Led by the Spirit, Simeon went into the Temple. When the parents brought the child Jesus into the

Temple to do for him what the Law required,

Simeon took the child in his arms and gave thanks to God:

"Now, Lord, you have kept your promise, and you may let your servant go in peace.

With my own eyes I have seen your salvation,

which you have prepared in the presence of all peoples:

A light to reveal your will to the Gentiles and bring glory to your people Israel."

The child's father and mother were amazed at the things Simeon said about him.

Simeon blessed them and said to Mary, his mother, "This child is chosen by God for the destruction

and the salvation of many in Israel. He will be a sign from God which many people will speak


and so reveal their secret thoughts. And sorrow, like a sharp sword, will break your own heart."

Joh 19:25-27

Now there stood by the cross of Jesus his mother, and his mother's sister, Mary the wife of

Cleophas, and Mary Magdalene.

When Jesus therefore saw his mother, and the disciple standing by, whom he loved, he saith unto

his mother, Woman, behold thy son!

Then saith he to the disciple, Behold thy mother! And from that hour that disciple took her unto his

own home.

*I wonder what Mary felt as she stood as she watched her son dying on the cross? It’s important to remember that to Mary that’s exactly who Jesus was...her son.

*But in Mary’s experience, what was happening at Calvary was actually the end, the climax, of a long series of events leading to this moment.

*At Calvary, the whole story of Mary’s relationship with her son Jesus looked like a story of loss. She’s losing her son...her son is losing his life. It would be hard...maybe even stand beside Mary and try to put a positive theological spin on what she’s experiencing, on what she’s feeling. She’s a parent, after all.
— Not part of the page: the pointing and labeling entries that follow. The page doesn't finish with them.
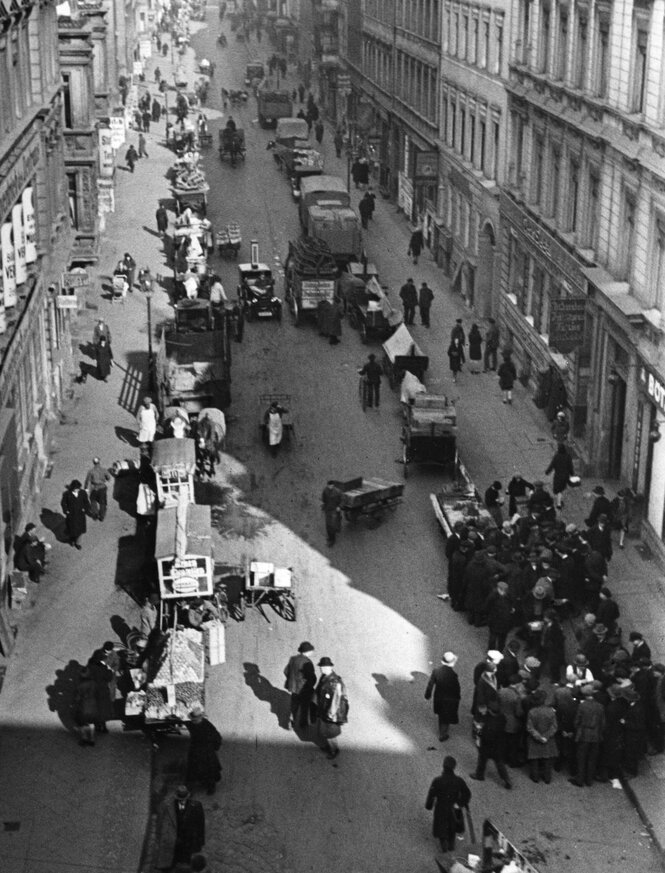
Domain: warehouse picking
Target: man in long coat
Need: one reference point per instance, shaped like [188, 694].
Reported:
[445, 684]
[180, 829]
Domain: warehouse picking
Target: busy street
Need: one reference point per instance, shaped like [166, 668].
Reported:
[371, 598]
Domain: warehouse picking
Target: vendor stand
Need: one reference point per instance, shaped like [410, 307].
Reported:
[174, 463]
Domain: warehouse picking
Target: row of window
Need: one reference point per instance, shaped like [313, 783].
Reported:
[474, 35]
[472, 129]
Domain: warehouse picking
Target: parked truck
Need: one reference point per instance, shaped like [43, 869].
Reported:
[193, 361]
[272, 104]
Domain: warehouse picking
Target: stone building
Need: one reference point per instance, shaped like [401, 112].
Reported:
[583, 227]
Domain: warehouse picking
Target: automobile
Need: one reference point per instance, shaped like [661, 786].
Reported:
[256, 289]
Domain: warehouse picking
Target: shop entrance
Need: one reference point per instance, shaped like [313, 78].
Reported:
[617, 420]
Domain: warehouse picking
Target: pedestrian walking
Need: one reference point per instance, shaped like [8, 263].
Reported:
[455, 357]
[409, 297]
[507, 375]
[331, 499]
[96, 486]
[541, 728]
[147, 418]
[415, 244]
[180, 829]
[76, 507]
[562, 467]
[131, 157]
[331, 707]
[300, 683]
[101, 330]
[372, 371]
[475, 349]
[492, 340]
[492, 744]
[338, 141]
[204, 742]
[104, 357]
[448, 796]
[85, 707]
[425, 298]
[444, 682]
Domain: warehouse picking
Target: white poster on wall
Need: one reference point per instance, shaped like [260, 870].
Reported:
[8, 264]
[19, 244]
[29, 226]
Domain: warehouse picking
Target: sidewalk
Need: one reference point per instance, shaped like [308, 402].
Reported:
[65, 807]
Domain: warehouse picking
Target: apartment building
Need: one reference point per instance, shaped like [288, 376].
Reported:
[473, 124]
[583, 226]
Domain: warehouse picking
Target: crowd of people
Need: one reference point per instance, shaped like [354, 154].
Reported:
[589, 702]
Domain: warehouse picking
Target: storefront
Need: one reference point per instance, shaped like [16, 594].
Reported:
[536, 270]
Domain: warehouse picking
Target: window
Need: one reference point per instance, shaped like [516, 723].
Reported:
[573, 196]
[581, 52]
[562, 45]
[658, 261]
[639, 71]
[545, 40]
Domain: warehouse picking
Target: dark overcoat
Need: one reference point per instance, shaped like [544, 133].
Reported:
[445, 685]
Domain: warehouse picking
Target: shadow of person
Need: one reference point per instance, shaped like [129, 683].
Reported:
[61, 693]
[55, 522]
[278, 699]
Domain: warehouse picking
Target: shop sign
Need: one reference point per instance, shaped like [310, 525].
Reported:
[19, 244]
[118, 130]
[8, 264]
[567, 323]
[654, 388]
[185, 577]
[105, 152]
[29, 226]
[427, 165]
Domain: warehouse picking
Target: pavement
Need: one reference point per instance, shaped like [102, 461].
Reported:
[64, 807]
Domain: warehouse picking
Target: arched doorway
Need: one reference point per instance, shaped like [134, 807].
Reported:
[485, 272]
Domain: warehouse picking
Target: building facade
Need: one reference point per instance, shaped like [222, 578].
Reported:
[473, 133]
[583, 227]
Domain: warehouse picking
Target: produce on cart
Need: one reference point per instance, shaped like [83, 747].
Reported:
[368, 497]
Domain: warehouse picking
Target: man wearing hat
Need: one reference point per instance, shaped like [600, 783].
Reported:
[331, 707]
[445, 684]
[204, 742]
[300, 683]
[180, 830]
[589, 730]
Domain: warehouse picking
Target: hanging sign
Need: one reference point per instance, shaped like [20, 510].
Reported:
[29, 226]
[8, 264]
[19, 244]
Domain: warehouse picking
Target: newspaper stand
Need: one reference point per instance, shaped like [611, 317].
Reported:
[174, 463]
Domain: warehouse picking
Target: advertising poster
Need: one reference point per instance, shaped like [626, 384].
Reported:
[29, 226]
[19, 245]
[8, 264]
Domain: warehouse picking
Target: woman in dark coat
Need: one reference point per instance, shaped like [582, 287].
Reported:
[446, 794]
[445, 684]
[202, 761]
[455, 357]
[562, 467]
[104, 359]
[475, 349]
[76, 507]
[507, 375]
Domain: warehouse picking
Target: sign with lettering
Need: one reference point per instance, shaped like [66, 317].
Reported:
[567, 323]
[8, 263]
[19, 244]
[29, 226]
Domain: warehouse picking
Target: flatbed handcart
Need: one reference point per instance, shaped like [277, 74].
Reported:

*But Mary’s sense of loss wouldn’t have originated at would have begun a long time before. And strangely enough, it probably was much like the loss that some of you may have felt in your relationships with your own kids.

I. A Parent’s Loss

A. The Loss of Connection

Loss as in the loss of connection.

In the natural course of life your child (for that’s what he’ll always be) develops his own life. He becomes surrounded by his own friends, living his own way, with his own vision of the future.
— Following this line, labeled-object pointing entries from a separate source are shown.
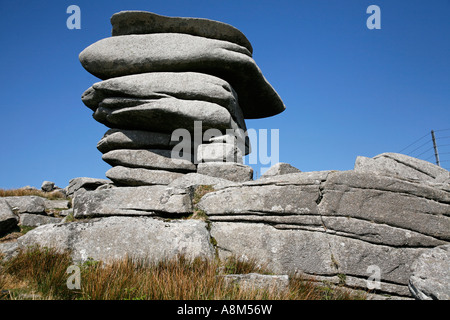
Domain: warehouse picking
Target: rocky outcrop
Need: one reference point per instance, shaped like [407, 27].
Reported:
[367, 230]
[402, 166]
[114, 238]
[8, 220]
[333, 223]
[430, 277]
[164, 76]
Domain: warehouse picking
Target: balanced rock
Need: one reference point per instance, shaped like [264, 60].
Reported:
[172, 78]
[134, 139]
[8, 219]
[136, 201]
[135, 54]
[142, 22]
[47, 186]
[278, 169]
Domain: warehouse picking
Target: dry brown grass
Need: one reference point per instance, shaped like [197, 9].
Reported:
[42, 273]
[54, 195]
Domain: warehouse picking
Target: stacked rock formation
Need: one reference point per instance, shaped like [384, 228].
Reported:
[162, 74]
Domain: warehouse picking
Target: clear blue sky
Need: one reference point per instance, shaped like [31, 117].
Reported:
[348, 90]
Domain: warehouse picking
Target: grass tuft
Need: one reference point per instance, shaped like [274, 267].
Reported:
[54, 195]
[40, 273]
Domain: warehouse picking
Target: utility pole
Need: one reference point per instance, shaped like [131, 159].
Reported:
[436, 154]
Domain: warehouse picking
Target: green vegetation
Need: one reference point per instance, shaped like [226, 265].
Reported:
[41, 273]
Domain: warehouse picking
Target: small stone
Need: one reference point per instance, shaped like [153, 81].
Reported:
[226, 170]
[141, 177]
[430, 278]
[8, 220]
[219, 152]
[149, 159]
[279, 169]
[47, 186]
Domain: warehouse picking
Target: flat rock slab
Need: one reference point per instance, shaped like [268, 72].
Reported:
[149, 159]
[136, 54]
[315, 253]
[85, 184]
[143, 22]
[196, 179]
[116, 238]
[142, 201]
[430, 278]
[30, 204]
[219, 152]
[35, 220]
[403, 167]
[141, 177]
[256, 281]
The inevitability is that a parent is marginalized more and more, relegated to the periphery o f the child’s life. From centre stage to support cast is a difficult transition to make. And from supporting cast to occasional appearance is even more difficult.

B. The Loss of Influence

Loss as in the loss of influence.

There is a strange and unbelievably hurtful sorrow in watching your child take a path that you know will lead to heartache. And it’s agonizing to realize that nothing you say is going to make any difference at all. It’s almost as if you don’t exist as a parent anymore...

With the loss of connection there is a corresponding loss of influence, and your child begins to draw more on the wisdom of his friends and other mentors...instead of on yours.